Dietro la dipartita di Bill Berry ci sono unicamente ragioni di
salute, non ci sono stati screzi con gli altri membri del gruppo
e tantomeno una sua volontà di percorrere nuove strade da solo.
Bill ha sentito il bisogno di allontanarsi dallo stress e dai ritmi
snervanti dello star system per i postumi del suo intervento al
cervello causato da un aneurisma che lo colpì durante il Monster
Tour del 1995. A sottolineare ulteriromente il fatto che non ci
sono sati screzi all'interno della band va ricordato che Bill si
è fatto da parte solo a patto che il gruppo continuasse a suonare
e qualora Michael, Mike e Peter avessero proposto lo scioglimento
della band lui sarebbe rimasto nonostante le non perfette condizioni
fisiche.

I R.E.M. hanno quindi deciso di continuare da soli e non hanno messo
egoisticamente in pericolo la salute del loro grandissimo amico,
rispettandone anche la volontà di poterli ancora vedere all'opera
dall'altra parte del palcoscenico. L'uscita di un album dello spessore
e della maturità di "Up" nel 1998 ed il relativo tour
mondiale hanno dimostrato ancora una volta la grande voglia di suonare
e di pubblicare dischi dei R.E.M. i quali hanno certamente superato
lo shock derivato dal riassestamento della band anche se, da quel
momento in avanti, niente sarebbe più stato come prima.
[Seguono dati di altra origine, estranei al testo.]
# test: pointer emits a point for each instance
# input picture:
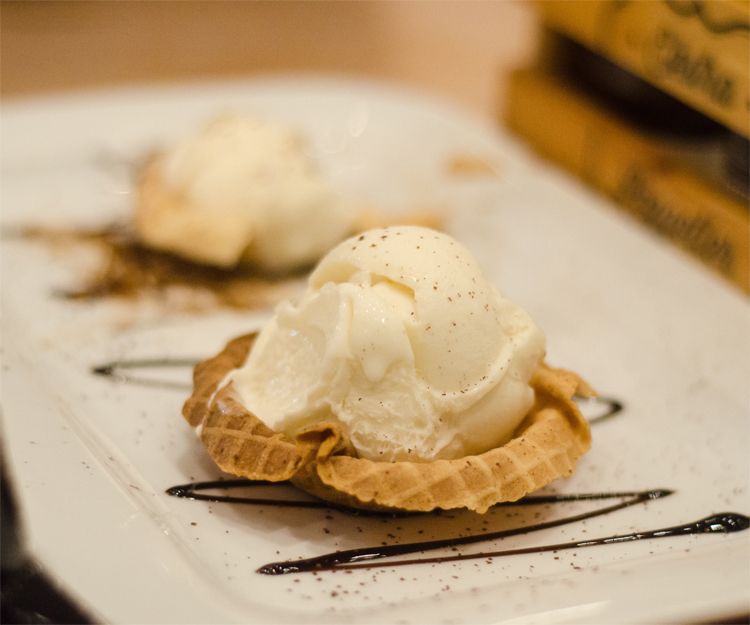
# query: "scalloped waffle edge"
(321, 460)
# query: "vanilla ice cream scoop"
(243, 190)
(401, 339)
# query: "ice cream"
(243, 190)
(401, 340)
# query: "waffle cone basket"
(322, 461)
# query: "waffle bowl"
(321, 461)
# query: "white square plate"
(92, 458)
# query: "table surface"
(456, 50)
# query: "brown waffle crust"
(322, 461)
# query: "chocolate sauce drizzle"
(192, 491)
(721, 523)
(119, 371)
(372, 557)
(362, 557)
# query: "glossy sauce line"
(721, 523)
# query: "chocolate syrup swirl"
(192, 491)
(721, 523)
(351, 557)
(120, 371)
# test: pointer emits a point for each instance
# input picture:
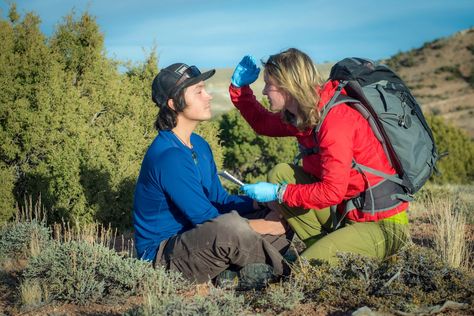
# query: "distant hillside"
(218, 86)
(440, 74)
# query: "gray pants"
(226, 241)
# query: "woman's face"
(278, 98)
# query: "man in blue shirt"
(184, 219)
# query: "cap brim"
(202, 77)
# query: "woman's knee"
(280, 173)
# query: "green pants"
(314, 227)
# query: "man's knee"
(231, 225)
(279, 173)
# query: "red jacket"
(344, 135)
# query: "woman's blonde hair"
(294, 72)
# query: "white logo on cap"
(181, 69)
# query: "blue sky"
(218, 33)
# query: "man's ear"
(171, 104)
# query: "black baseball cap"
(173, 78)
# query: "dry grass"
(94, 233)
(450, 231)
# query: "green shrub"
(416, 277)
(23, 239)
(82, 273)
(7, 198)
(217, 303)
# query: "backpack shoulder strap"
(336, 99)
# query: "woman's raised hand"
(246, 72)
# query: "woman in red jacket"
(304, 194)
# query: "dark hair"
(167, 117)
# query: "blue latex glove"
(245, 73)
(262, 191)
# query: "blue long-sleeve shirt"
(177, 189)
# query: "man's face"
(198, 105)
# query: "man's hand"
(262, 191)
(245, 73)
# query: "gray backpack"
(396, 120)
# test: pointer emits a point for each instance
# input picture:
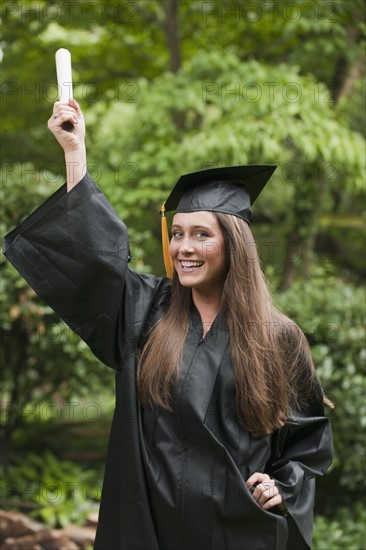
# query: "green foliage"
(331, 312)
(41, 359)
(344, 531)
(57, 492)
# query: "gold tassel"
(165, 242)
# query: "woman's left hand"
(265, 493)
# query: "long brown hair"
(271, 360)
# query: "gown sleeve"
(73, 251)
(301, 451)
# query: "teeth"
(191, 264)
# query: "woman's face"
(197, 250)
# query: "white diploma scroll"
(64, 75)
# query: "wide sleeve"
(73, 251)
(301, 450)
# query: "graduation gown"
(173, 481)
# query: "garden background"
(169, 87)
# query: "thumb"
(73, 103)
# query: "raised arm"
(72, 139)
(73, 250)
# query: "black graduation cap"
(231, 190)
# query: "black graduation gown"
(173, 481)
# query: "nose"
(186, 246)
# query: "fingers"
(63, 112)
(264, 490)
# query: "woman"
(219, 429)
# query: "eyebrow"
(199, 226)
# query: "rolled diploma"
(64, 75)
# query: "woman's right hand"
(72, 141)
(70, 112)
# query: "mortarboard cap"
(230, 190)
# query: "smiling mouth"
(187, 265)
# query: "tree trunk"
(300, 242)
(172, 33)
Il
quartetto dei R.E.M. funzionava alla perfezione perchè ognuno
portava il suo contributo sia umano che stilistico e, allo stesso
tempo, fungeva da primo giudice inflessibile delle trovate degli
altri tre: con questa politica specifica i R.E.M. nel corso degli
anni hanno prodotto dischi da apprezzarsi dalla prima all'ultima
canzone, registrando tantissimo e pubblicando forse meno della metà
di quanto di volta in volta annotato in studio di registrazione.
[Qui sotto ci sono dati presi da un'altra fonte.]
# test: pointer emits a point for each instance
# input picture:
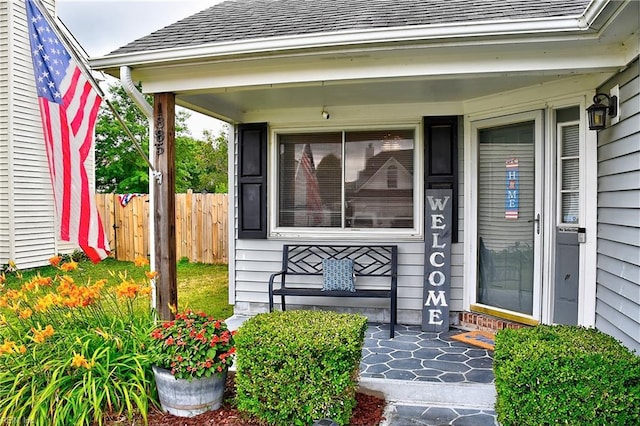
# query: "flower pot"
(185, 398)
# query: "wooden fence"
(201, 226)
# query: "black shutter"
(252, 181)
(441, 160)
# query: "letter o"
(440, 276)
(432, 259)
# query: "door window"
(506, 207)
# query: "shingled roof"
(258, 19)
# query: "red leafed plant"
(193, 345)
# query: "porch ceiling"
(232, 102)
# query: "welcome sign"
(437, 262)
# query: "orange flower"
(79, 360)
(129, 289)
(7, 347)
(43, 303)
(69, 266)
(141, 261)
(55, 260)
(25, 313)
(40, 336)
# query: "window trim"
(415, 233)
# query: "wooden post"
(165, 204)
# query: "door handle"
(537, 221)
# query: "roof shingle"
(235, 20)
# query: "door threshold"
(504, 314)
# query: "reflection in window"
(370, 187)
(392, 177)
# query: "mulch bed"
(367, 412)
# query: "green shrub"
(295, 367)
(565, 375)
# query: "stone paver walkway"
(417, 356)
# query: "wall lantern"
(598, 112)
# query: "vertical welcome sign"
(437, 262)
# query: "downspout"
(147, 110)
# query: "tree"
(200, 165)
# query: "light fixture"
(598, 112)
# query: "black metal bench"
(368, 261)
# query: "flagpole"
(87, 72)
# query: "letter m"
(439, 300)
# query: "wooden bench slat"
(369, 261)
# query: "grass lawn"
(200, 286)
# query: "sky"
(102, 26)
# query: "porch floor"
(428, 378)
(418, 356)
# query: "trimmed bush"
(295, 367)
(549, 375)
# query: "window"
(569, 176)
(392, 177)
(351, 179)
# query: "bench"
(379, 264)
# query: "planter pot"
(185, 398)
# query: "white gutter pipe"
(147, 110)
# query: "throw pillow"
(337, 274)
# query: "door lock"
(537, 221)
(582, 235)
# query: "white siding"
(4, 133)
(26, 200)
(618, 275)
(254, 260)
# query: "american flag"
(68, 108)
(312, 190)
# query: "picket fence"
(201, 226)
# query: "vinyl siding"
(4, 133)
(618, 266)
(255, 260)
(26, 209)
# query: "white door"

Le uscite successive ad "Up" sembrano mancare un po' di
questo ferreo processo di selezione ed il gruppo sembra aver dato
l'impressione di andare un po' meno per il sottile, forse anche
nell'intento di non volersi prendere troppo sul serio alla soglia
dei 50 ma, d'altro canto, andando a realizzare dischi decisamente
meno compatti e coinvolgenti. Un tempo si aspettava l'uscita di
un nuovo disco dei R.E.M. con la trepidazione dovuta all'aspettativa
ed alla certezza di assaporare un capolavoro di gusto ed ingegno,
all'alba del nuovo millennio i fan di vecchia data sembrano invece
maggiormente stuzzicati dalla speranza che la nuova uscita data
alle stampe possa ripercorrere i fasti di un passato glorioso.